From now until 2027, two more governments would have been sworn into power. In the tight space between the melee of everyday politics and long-term planning, re-shuffles in the council of ministers seem like a weak device to push India in the right direction. But, from cleaning polluted rivers to building highways on time and from imparting skills to the youth to ensuring that India is guarded well, is there any alternative? What the Modi Government needs to do is solve short and long-run problems at the same time. It must bridge the present with the future.

COME 2019, BJP leaders maintain, the Government’s track record on social sector schemes should be sufficient to tide over the broad economic concerns. “When we inherited the economy, it was growing at 4.5 per cent. We have [raised] the growth rate. Inflation was 14 per cent and is now less than 5 per cent. The lending rate has almost halved.
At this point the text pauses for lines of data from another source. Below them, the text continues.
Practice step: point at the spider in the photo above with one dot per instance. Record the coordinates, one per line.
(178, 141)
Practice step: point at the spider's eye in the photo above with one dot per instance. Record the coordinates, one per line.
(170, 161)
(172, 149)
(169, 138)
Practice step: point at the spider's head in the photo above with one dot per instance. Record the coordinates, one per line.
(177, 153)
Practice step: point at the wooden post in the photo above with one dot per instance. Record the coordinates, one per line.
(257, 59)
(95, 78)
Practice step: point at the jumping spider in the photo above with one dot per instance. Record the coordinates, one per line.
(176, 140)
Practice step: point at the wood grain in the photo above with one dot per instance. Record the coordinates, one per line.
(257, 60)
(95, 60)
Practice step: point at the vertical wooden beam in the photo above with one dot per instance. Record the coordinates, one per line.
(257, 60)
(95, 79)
Today, there’s a government that is decisive. There’s no policy paralysis; FDI inflows are the highest ever,” says BJP leader R Balashankar. According to him, schemes like the Jan Dhan Yojana and gas connections for the poor are vote-catchers.

The underperformance has been on two big innovative fronts—skill development and the Clean Ganga Mission. In what could be the last reshuffle of Modi’s Council of Ministers before 2019, the skill development and water resources ministries have been handed over to two ministers who are considered performers. Surface Transport and Shipping Minister Nitin Gadkari has been awarded additional charge of water resources, and Petroleum Minister Dharmendra Pradhan now has the skill development portfolio, with Anant Kumar Hegde, a new face from Karnataka, as his junior minister.
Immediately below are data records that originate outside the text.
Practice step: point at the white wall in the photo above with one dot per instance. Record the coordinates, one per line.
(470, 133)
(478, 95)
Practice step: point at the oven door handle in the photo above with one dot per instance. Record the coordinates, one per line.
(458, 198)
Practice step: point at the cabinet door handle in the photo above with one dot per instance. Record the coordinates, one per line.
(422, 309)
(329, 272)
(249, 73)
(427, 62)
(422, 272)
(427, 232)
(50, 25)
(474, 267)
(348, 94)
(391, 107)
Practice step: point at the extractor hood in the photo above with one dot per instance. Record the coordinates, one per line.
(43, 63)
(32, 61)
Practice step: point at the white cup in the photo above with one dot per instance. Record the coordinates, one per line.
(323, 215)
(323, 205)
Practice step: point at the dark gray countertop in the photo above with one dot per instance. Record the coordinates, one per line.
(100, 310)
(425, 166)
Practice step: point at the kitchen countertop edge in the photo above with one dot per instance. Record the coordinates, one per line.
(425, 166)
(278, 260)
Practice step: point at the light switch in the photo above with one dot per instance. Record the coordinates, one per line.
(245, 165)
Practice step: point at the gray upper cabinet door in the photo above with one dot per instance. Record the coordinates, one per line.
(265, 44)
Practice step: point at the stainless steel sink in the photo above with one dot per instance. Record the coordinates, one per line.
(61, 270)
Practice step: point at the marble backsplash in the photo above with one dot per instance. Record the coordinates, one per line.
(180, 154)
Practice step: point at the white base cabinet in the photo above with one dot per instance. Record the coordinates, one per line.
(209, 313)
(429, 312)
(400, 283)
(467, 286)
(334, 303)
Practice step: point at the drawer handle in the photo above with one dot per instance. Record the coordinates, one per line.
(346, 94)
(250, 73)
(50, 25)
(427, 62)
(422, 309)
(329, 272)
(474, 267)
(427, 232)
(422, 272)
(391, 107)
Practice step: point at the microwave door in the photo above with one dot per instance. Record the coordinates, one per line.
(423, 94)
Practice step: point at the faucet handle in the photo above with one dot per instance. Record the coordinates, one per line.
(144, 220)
“We have to create a momentum,” says Pradhan, “Skill should be part of formal education. An ecosystem should be created. There should be a people’s movement for self- employment, livelihood, etcetera. That’s why a new department was created.” By an official forecast made in 2012, the count of skilled manpower in India would need to increase by 100 million within 10 years. Midway to 2022, however, existing jobs are being squeezed by automation and other forces of technology. Addressing this has called for new solutions, say senior ministers. “There is scope for skilled manpower in sectors like wellness—for example, yoga,” says Pradhan, “The Centre, states, local governments and industry have roles to play.”
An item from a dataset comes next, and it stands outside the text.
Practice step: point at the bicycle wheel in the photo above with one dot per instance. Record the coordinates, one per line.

Meanwhile, the Ganga, which flows through nearly 150 Lok Sabha constituencies, is also an ideological mission for the BJP. Gadkari, who had been working on the project alongside former Water Resources Minister Uma Bharti, has now been entrusted the task of fulfilling the party manifesto promise of ensuring the ‘cleanliness, purity and uninterrupted flow’ of the Ganga, ‘a symbol of faith in India’. This was the association for which the related ministry had been handed over to Bharti, a saffron- clad sadhvi, in 2014.

Every member of the Cabinet is aware that Modi and Shah will monitor Mission 2019 closely. Shah has been laying emphasis on a long-term plan that envisions the BJP as a permanent party in power, according to a party leader. Performance is vital to its success. With Modi’s Cabinet reshuffle an exercise to get the batting order in place, the Prime Minister’s surprise has been the elevation of Nirmala Sitharaman—who was minister of state for commerce—to the post of Defence Minister with Cabinet rank. It has been lauded as an out-of-the-box move, the kind Modi has acquired a formidable reputation for. Sitharaman is the first woman to hold the Defence portfolio since Indira Gandhi, who held it as Prime Minister, and this sends a message of gender equality to half the electorate.

There are also a few state elections coming up that Modi and Shah are paying attention to. In a few months, Assembly polls are due in Gujarat, their home state which the BJP has ruled for 25 years, and in Himachal Pradesh, a hill state that holds symbolic value. The country’s top two leaders know only too well that nothing in politics happens by accident, not even luck.